Pour beaucoup de nos contemporains, notre sœur la mort (selon les mots de saint François d’Assise) est devenue une étrangère incongrue dont il ne faudrait parler qu’à l’hôpital ou en maison de retraite, loin des oreilles ou du regard des vivants… Le mois de novembre, toutefois, avec la fête de la Toussaint (le 1er), la commémoration de tous les fidèles défunts (le 2) et des victimes de la Grande guerre (le 11) remet subrepticement la mort sur le devant de la scène publique. Des intentions de messe pour un proche disparu sont demandées, des fleurs ou des bougies sont déposées sur des tombes… Même des personnes habituellement éloignées de l’Église, ce mois-ci, satisfont volontiers à cette pratique religieuse d’honorer la mémoire des défunts. Nous pouvons donc nous interroger – ou simplement nous rappeler – ce que dit la foi de l’Église au sujet de la mort et de notre devenir.

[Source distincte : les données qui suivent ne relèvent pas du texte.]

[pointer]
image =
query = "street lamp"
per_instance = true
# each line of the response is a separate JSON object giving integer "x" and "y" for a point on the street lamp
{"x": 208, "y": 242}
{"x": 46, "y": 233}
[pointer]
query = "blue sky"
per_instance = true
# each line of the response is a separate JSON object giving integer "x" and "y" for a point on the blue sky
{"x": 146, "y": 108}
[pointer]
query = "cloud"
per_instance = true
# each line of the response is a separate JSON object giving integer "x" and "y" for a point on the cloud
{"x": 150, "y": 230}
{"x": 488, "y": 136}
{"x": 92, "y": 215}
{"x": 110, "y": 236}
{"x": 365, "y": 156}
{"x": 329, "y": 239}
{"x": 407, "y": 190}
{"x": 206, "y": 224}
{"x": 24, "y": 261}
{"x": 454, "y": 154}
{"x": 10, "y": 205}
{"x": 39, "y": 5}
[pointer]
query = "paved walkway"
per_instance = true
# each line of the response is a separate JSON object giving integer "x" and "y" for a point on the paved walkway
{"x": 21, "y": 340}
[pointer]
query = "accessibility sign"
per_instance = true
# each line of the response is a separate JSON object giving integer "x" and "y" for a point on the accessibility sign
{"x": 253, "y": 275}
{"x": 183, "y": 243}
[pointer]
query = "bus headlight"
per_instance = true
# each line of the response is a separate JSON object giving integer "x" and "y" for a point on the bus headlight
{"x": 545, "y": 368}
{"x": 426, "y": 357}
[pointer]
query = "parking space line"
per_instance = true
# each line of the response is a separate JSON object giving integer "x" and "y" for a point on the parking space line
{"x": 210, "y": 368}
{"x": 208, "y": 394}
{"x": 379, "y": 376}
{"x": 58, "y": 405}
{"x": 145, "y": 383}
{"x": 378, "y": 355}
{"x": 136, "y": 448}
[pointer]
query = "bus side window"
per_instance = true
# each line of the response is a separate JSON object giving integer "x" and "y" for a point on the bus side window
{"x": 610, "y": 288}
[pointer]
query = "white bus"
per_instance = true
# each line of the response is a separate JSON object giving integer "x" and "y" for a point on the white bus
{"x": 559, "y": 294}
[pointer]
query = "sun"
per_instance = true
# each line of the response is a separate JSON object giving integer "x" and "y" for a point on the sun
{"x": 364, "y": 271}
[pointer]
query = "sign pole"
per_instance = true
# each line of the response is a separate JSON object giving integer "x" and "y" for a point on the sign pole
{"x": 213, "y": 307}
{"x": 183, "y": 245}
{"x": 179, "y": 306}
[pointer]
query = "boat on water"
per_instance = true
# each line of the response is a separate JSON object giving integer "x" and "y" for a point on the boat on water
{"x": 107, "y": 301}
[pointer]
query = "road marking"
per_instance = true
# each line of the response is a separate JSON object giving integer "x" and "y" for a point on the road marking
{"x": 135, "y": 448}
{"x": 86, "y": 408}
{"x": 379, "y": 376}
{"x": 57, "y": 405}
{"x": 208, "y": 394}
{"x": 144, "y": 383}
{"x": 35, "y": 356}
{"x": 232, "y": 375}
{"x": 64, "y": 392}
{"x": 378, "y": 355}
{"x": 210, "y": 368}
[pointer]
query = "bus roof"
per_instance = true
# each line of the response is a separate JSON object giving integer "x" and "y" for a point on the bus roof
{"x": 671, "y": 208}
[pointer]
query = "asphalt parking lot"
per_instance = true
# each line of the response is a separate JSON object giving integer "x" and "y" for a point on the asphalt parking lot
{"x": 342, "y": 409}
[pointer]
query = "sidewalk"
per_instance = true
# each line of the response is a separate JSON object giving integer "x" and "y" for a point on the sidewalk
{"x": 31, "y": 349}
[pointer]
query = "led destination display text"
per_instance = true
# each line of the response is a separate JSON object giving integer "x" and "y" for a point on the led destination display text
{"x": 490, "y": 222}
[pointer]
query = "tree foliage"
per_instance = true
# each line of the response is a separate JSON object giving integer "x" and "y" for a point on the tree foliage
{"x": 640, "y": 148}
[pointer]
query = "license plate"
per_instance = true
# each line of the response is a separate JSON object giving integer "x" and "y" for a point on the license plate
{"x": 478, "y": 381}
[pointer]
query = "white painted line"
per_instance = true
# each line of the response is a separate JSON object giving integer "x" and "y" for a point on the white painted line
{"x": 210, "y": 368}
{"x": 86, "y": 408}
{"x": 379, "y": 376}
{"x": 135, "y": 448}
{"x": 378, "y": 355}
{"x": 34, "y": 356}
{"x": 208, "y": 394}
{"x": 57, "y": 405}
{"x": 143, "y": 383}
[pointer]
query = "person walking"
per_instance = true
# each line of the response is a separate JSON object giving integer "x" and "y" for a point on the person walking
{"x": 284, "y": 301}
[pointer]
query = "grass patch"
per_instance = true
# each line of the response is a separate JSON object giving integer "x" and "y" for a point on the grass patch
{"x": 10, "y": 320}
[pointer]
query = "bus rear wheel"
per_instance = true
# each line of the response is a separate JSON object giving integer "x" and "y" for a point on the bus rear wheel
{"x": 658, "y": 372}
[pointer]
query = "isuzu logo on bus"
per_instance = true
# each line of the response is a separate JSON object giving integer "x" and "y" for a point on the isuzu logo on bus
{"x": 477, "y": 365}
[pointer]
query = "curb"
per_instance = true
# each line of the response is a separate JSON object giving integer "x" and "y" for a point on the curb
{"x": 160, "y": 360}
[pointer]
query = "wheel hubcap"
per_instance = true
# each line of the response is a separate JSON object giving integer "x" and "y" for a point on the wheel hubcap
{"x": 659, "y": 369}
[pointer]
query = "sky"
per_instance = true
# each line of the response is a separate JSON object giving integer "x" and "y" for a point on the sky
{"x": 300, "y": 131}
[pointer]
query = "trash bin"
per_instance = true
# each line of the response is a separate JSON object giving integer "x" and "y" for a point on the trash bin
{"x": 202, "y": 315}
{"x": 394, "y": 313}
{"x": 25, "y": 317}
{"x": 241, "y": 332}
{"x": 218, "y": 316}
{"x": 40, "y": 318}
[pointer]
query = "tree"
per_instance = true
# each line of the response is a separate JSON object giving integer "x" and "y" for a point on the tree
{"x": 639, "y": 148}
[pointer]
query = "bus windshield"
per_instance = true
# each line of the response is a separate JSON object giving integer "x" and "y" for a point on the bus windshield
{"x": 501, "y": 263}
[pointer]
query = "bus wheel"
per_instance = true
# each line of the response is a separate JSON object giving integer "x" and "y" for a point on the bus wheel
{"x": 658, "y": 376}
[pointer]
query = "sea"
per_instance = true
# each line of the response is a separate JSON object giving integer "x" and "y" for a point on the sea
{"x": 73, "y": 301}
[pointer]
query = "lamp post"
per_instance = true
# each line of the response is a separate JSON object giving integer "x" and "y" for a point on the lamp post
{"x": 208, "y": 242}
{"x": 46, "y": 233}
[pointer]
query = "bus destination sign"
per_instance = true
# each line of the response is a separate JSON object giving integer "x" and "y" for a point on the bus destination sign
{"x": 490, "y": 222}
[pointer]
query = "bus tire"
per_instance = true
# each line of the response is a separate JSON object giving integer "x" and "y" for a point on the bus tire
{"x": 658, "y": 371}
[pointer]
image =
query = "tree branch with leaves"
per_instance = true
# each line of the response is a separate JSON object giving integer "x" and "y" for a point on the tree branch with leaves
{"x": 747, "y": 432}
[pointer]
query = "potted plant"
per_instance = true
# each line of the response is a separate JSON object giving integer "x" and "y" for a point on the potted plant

Ce qui caractérise d’abord notre attitude vis-à-vis de la mort, c’est l’espérance, proprement chrétienne, d’une vie bienheureuse avec Dieu. Cette espérance est fondée sur la résurrection même de Jésus. « Tous ceux qui se sont endormis, écrit saint Paul aux Thessaloniciens (1 Thess., 4, 14-18), Dieu, à cause de Jésus, les emmènera avec son Fils. Ainsi, nous serons pour toujours avec le Seigneur. Retenez ce que je viens de dire et réconfortez-vous les uns les autres. »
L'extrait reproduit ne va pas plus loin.